UEFA has expanded its nine-year-old anti-racism campaign to embrace a wide-ranging agenda across the diversity sphere.
The upgrade, entitled #EqualGame, may be the most ambitious version created and promoted by any international sports federation and – by coincidence – catches one of the most high-profile of social concerns far beyond Europe itself.
Aleksander Ceferin, president of European football’s governing body, described UEFA earlier this year as a “social fair play organisation.”
UEFA, at a time when world federation FIFA has appeared to drop the anti-racism baton amid its own internal difficulties, could hardly have struck a more appropriate moment at which to nail its flag so decisively to the anti-discrimination mast.
Nor could it have more high-profile lead ambassadors such as Cristiano Ronaldo, Lionel Messi and Paul Pogba. Manchester United’s France midfielder stepped up to the promotional plate in Monaco ahead of the Champions League draw.
A pity that Ada Hegerberg was apparently prevented by club commitments with French club Lyon from adding a women’s football face to the campaign launch.
UEFA launched its ‘Prevent’ promotion in 2008 which was upgraded into the ‘No to Racism’ campaign in 2013. The decision to widen the anti-discrimination message was driven by responses to a fans’ survey after last year’s European Championship finals in France.
Inclusion and accessibility were two of the notable demands which embraced specific themes such as gender diversity and ageism.
Corporate communications director Peter Klomp described the message of the new campaign as “helping more people find their way to football and also finding their way back to football – everyone is entitled to enjoy this game.”
Pogba said: “When I was young, with my friends, we discovered no matter who you are, and wherever you’re from, there’s a way to get involved and enjoy football, no matter what, small or big.
“If we can improve the diversity and access to football, the game will grow and be better for everyone. I think football can help bring communities together and show, on and off the pitch, we are all equal.”
Ceferin underlined the point, saying: “This is very important for UEFA and for European and world football.

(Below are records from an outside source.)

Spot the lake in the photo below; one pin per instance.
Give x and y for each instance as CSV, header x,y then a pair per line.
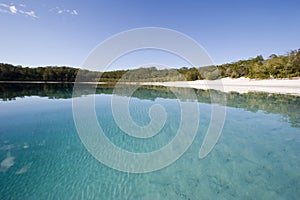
x,y
257,155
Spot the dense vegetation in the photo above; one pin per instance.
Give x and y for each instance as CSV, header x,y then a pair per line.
x,y
276,66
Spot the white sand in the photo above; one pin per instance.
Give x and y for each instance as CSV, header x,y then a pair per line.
x,y
240,85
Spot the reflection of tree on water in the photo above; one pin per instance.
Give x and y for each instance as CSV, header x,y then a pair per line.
x,y
285,105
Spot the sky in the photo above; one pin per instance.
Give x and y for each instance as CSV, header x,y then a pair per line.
x,y
63,33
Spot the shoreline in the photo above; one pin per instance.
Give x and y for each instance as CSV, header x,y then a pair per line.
x,y
240,85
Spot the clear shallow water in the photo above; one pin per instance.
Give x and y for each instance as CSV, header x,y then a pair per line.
x,y
42,157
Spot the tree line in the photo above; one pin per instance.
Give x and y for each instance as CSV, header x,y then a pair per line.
x,y
276,66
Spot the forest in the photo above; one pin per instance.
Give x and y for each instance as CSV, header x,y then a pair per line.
x,y
276,66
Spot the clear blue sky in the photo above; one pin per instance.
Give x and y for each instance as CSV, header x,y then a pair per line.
x,y
40,33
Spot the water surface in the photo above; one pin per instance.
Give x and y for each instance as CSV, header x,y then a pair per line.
x,y
42,157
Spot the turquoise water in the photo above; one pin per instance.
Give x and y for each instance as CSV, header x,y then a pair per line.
x,y
42,157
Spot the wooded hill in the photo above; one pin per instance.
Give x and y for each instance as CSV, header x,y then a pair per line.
x,y
276,66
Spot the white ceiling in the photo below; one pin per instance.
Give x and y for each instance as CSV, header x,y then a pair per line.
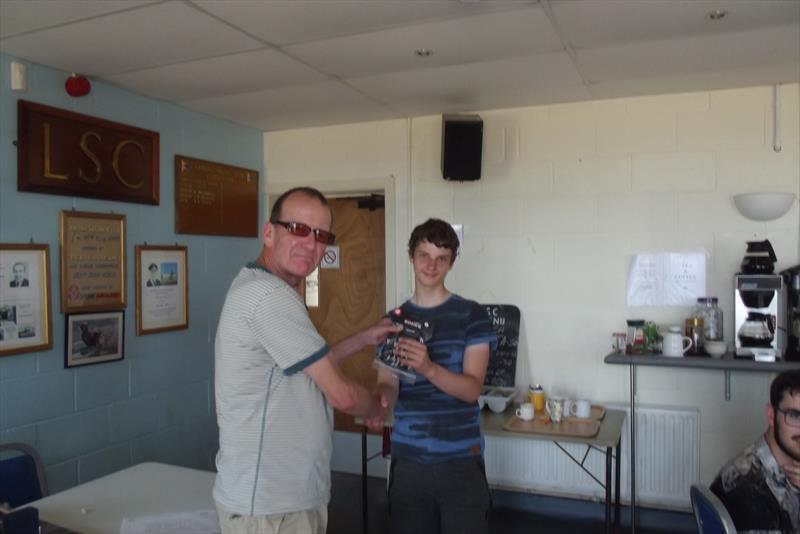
x,y
279,64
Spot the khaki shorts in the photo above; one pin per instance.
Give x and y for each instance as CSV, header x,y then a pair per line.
x,y
305,522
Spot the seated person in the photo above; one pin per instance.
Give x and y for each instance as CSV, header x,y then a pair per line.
x,y
761,487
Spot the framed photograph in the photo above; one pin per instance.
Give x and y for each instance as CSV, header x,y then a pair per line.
x,y
92,262
94,338
161,289
24,298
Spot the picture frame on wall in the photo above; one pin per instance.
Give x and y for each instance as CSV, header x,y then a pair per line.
x,y
162,288
92,262
94,338
25,315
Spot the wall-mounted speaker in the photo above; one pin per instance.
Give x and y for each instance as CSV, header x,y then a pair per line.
x,y
462,147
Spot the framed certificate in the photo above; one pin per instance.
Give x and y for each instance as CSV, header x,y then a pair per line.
x,y
92,262
162,286
94,338
24,298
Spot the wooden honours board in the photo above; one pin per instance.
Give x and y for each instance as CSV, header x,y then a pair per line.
x,y
503,360
215,199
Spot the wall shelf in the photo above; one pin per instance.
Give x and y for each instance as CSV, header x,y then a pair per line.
x,y
726,363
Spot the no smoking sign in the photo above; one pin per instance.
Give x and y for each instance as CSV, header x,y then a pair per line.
x,y
330,260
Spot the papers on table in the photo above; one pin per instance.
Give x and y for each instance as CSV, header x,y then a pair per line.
x,y
196,522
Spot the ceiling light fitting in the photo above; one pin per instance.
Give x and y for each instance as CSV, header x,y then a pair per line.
x,y
717,14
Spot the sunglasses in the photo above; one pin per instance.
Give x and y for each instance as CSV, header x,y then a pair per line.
x,y
792,417
302,230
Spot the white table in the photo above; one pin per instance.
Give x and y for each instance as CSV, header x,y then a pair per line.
x,y
146,489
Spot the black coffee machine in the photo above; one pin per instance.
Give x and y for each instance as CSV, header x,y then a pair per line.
x,y
792,280
760,310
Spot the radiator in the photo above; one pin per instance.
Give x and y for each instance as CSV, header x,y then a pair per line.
x,y
667,461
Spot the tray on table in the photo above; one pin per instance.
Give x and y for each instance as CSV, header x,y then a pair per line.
x,y
583,428
598,412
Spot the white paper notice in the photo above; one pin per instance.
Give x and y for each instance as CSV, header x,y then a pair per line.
x,y
666,279
197,522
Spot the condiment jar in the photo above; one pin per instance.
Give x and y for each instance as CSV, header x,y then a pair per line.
x,y
708,310
695,331
536,397
635,338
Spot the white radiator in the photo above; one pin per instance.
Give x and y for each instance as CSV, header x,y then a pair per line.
x,y
667,461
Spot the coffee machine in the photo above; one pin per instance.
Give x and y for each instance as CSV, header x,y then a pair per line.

We have to promote diversity and inclusion and accessibility. It’s not about football, it’s about promoting that through the power of football in our daily lives.
UEFA president Aleksander Ceferin – putting his shirt on the new campaign
“What is important is that you don’t just make TV spots, you have to act. There is a perception that players care only about their contracts but all our ambassadors have shown something different and have done much more than we have asked of them.”